Prolife Victories

Warning Labels

CNSNEWS.COM, Sept. 18 — Australia has begun requiring pharmaceutical manufacturers to label products that were developed or tested with stem cells from human embryos.

The requirement, which will enable physicians and consumers to boycott those drugs if they have ethical objections to embryonic stem cell research, has been welcomed by pro-lifers.

Do No Harm, a coalition supporting ethical medical research, was first to take up the issue of labeling drugs tested in this way.

The group's medical spokesman, Dr. David van Gend, said he thought “it was only proper that patients and doctors have some way of knowing so that, where possible, they can avoid and if need be boycott such medications.”

Agreeable Vaccines

LIFENEWS.COM, Sept. 14 — Parents around the nation can now ensure that their children are protected against mumps and measles without having to resort to vaccines developed from cell lines taken from aborted babies.

Children of God for Life, a group that monitors vaccines from the pro-life perspective, says that the pharmaceutical giant Merck has confirmed that single-dose Attenuvax (measles) and Mumpsvax (mumps) are now available to family physicians.

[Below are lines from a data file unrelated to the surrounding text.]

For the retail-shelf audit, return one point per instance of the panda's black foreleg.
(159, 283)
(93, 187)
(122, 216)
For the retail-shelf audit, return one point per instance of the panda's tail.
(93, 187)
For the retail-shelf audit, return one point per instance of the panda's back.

The vaccines represent a pro-life breakthrough: They do not contain tissues from aborted unborn children.

Fetal Poster Cleared

THISISLOCALLONDON.CO.UK, Sept. 10 — An English woman who was arrested and charged with public order offenses after showing a poster of an aborted fetus has been cleared of all charges.

Fiona Pinto, 23, from Osborne Gardens, Hertfordshire, was campaigning to be elected to the Welsh Assembly as a Pro-Life Alliance candidate in April when the offending poster caused outrage among passers-by in Newport city center.

She and fellow Pro-Life candidate Joseph Biddulph, 52, were arrested after shoppers surrounded the pair and demanded that the poster be taken down.

Magistrate Sally Ann Fleming Jones told Abergavenny Magistrates Court: “The poster could be seen as being in poor taste and we feel its display in a public shopping area during school holidays could be seen as unwise. However, taken in the light of modern-day images used daily in the media, and with regard to the laws of freedom of expression, we do not find the charge of causing insult proved.”